Variable	Set it?	Why
`PORT`	No — Railway injects it	`server.js` already reads `process.env.PORT`.
`NODE_ENV`	No — Railway sets `production`	The `npm start` script also sets it.
`NEXT_PUBLIC_SOCKET_URL`	Leave empty / unset	The client connects same-origin. Setting this is only for a split frontend/backend deploy.
`TURN_URL` / `TURN_USERNAME` / `TURN_CREDENTIAL`	Optional	Only if you stand up a TURN server (see below).

Important — NEXT_PUBLIC_* are baked at build time. If you ever add a NEXT_PUBLIC_ variable (e.g. a public TURN URL), you must redeploy so the client bundle is rebuilt with the new value. Server-only vars (TURN_URL etc.) take effect on restart without a rebuild.

That’s it — no env setup is required to go live.

What you can watch

Source	Supported	Notes
YouTube (any URL form)	✅	YouTube Iframe Player API
Direct `.mp4` / `.webm` files	✅	Native HTML5 `<video>`
HLS `.m3u8` streams	✅	`hls.js`, with native HLS fallback for Safari
Netflix / Disney+ / Prime / Hotstar / Max	❌	DRM-protected — cannot be embedded or synced. Their players forbid iframing and encrypt the stream. The app rejects these links with a clear message.

This is a technical/legal hard limit, not a missing feature: no co-watching app can sync a DRM service’s actual video stream. To watch with friends, use a YouTube link or a directly-hosted video file.

Host-authority model

Exactly one peer is the host at any time (the room creator; on host disconnect the oldest remaining peer is promoted automatically).

Only the host emits authoritative sync:play / sync:pause / sync:seek events.
A guest’s play/pause/seek is sent as a control:request. The host applies it to its own player, which then emits the authoritative event back out to everyone — including the requester.

This deliberately eliminates the “two sources of truth” race-condition class: there is always exactly one writer of playback state. The cost is a ~one-RTT delay on guest-initiated controls (~250 ms), which is imperceptible next to the correctness it buys. The host also emits a low-frequency sync:heartbeat every 2 seconds so slow drift that single events miss is continuously reconciled.

Infinite-loop prevention (the hardest problem in the codebase)

The naive failure mode: User A pauses → emits a socket event → the server relays it to User B → User B’s player is paused programmatically → User B’s player fires its own onPause callback → User B emits a pause event back to A → A is paused programmatically → A fires onPause → emits again → … forever. The same loop applies to play and seek.
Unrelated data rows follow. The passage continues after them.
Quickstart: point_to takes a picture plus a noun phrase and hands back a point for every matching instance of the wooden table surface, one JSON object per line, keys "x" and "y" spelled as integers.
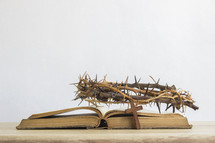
{"x": 201, "y": 132}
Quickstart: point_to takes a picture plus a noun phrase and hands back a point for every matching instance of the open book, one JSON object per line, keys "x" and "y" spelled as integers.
{"x": 112, "y": 119}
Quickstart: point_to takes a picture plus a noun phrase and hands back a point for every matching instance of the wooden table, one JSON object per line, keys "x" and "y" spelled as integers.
{"x": 201, "y": 132}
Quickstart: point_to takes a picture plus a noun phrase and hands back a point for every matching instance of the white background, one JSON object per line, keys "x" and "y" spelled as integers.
{"x": 45, "y": 45}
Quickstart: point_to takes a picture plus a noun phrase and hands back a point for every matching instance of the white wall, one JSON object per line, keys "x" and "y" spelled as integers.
{"x": 45, "y": 45}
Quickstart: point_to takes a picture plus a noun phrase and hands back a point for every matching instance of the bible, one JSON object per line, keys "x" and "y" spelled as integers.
{"x": 112, "y": 119}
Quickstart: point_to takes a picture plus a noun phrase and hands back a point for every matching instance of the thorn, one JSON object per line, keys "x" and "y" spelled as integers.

The fix is execution gating with a React ref, in useVideoSync.js. Before applying any incoming sync event to the local player, the hook raises an isApplyingRemoteEvent ref. The player’s own state-change callback checks that ref first: if it is set, the change is just the echo of our own programmatic action, so the outbound emit is suppressed entirely. The guard is released when the player settles into the expected normalized state, with a hard timeout fallback so it can never get stuck. The flag is a useRef and never React state — setState is async and batched, so a state-based guard would still be false when the echo callback fires synchronously, and the loop would run before the re-render landed. Refs update synchronously; that is the whole trick.

Layered on top is a ±1.0-second seek-variance filter: an incoming time that is within one second of local playback never triggers a hard seek, because a hard seek for sub-second drift causes a visible stutter for the slower-connection peer. Only drift beyond the threshold is corrected. Combined, these two mechanisms give zero echo events and no stutter-storms.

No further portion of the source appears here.